Josette, glancing at the Italian postmark on the envelope, gasped in shock at the address written in handwriting that had once been so familiar to her and turned it over with a shaking hand. Seeing the name on the back confirmed her fears and her breath stalled. Why get in touch now? And why did she have to receive the letter on the first day in years when she felt blessed and happy, with a sense of belief bubbling up inside her that, despite her worries over the future, things would work out?
27
Earlier, standing in front of Josette’s cottage, Carla had hesitated for a moment and almost knocked on the door before resolutely pushing the letter into the wall box. Despite it being nearly a week since Josette had blown her life apart with her confession, she wasn’t ready to face her and demand answers. Besides, there wasn’t time this morning, she needed to get back to Villa Mimosa.
On the way home, she stopped to buy croissants and three almond slices in addition to her daily baguette. Joel would have left for work, she knew, but she’d keep an almond slice for him.
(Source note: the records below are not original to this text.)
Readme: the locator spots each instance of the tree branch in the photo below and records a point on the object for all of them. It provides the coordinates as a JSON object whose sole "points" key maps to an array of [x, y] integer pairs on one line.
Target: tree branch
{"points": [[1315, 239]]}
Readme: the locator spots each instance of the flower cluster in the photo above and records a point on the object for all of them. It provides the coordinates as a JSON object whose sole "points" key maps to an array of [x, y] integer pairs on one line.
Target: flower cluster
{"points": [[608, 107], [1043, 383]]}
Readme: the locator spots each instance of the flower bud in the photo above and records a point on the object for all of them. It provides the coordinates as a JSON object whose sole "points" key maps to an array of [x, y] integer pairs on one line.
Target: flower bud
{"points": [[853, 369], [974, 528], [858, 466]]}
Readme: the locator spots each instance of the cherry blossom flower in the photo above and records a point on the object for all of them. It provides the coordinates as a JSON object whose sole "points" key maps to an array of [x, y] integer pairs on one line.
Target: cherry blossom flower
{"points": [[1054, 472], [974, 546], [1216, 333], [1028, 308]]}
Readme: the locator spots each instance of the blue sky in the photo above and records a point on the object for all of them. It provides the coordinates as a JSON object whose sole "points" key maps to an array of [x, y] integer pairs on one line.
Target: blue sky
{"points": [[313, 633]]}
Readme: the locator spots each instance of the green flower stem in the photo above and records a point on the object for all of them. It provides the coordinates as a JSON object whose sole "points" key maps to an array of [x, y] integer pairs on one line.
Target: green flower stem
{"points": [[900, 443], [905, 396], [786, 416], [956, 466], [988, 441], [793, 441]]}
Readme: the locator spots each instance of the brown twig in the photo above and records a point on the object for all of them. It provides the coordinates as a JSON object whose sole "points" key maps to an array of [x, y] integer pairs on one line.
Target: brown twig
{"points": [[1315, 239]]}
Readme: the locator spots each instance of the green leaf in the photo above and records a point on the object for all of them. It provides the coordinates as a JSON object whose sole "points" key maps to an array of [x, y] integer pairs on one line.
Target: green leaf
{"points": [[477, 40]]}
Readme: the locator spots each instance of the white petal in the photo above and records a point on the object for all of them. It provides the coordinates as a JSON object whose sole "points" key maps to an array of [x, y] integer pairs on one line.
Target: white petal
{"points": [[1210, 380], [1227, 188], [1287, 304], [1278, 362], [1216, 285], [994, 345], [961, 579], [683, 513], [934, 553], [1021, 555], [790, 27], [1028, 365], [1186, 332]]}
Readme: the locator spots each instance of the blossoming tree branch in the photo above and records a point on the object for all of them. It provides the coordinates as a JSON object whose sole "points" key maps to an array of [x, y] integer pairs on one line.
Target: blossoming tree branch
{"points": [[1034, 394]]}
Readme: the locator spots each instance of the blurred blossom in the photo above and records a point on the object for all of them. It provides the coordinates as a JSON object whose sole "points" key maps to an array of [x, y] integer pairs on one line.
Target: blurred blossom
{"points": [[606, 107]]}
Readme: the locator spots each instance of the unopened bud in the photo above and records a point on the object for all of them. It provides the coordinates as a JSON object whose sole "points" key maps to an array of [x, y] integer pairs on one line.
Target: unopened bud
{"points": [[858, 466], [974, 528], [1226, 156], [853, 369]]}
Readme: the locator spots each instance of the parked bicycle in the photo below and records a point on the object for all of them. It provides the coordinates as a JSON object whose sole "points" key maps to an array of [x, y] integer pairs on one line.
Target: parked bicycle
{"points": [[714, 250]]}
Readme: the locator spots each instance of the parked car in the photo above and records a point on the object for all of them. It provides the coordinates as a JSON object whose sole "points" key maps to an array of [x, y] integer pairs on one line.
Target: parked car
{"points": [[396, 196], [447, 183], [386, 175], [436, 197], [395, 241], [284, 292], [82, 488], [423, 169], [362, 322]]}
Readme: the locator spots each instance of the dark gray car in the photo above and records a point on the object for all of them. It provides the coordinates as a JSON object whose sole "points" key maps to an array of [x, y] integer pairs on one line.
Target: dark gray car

Once back at the villa, Carla set the coffee up, put the croissants and a couple of the almond slices in the round bread basket and placed it, along with plates and coffee cups, on the terrace table, trying to quell her nervousness. Arranging
a secret breakfast meeting, even with a friend, had such a clandestine feel.
She suspected if Josette had talked to anyone about her outburst at the birthday party, it would have been Gordon. It had been an impulsive decision to ask Gordon if she could talk to him sometime soon and he agreed but suggested an early breakfast meeting would be best if she didn’t want to mention it to Josette. Whether he would talk to her this morning remained to be seen.
When Gordon arrived, Carla couldn’t help remarking how well he looked. ‘You’ve got a proper spring in your step today,’ she said after they exchanged air kisses.
He gave her a smile. ‘Life is good.’
Carla fetched the coffee and the two of them sat at the table.
‘Your garden’s looking beautiful,’ Gordon said. ‘How are you getting along with Joel living here?’
The unexpected question made Carla blush. ‘It’s fine. We get on well. I like having him here. Definitely going to miss him when he moves out.’ She pushed the croissants towards Gordon. ‘Not that we see that much of each other. He’s always out working and when he’s here he likes to potter in the garden.’
‘Josette speaks highly of him,’ Gordon said. ‘Now, my dear, as delightful as it is to be here, I know you want to talk to me about Josette, so come on, fire away.’
‘I could do with some advice,’ Carla said. ‘I don’t know what to do. Should I go and see Josette – or wait for her to come and talk to me? I need her to tell me the whole story because sure as hell there is more to it than she’s told us. I also need to know why she decided after all these years to simply baldly announce to the world the fact she’s my mother, not my aunt?’ She pushed her untouched croissant away. ‘I’m finding it so hard to take in the enormity of what she’s been hiding all these years.’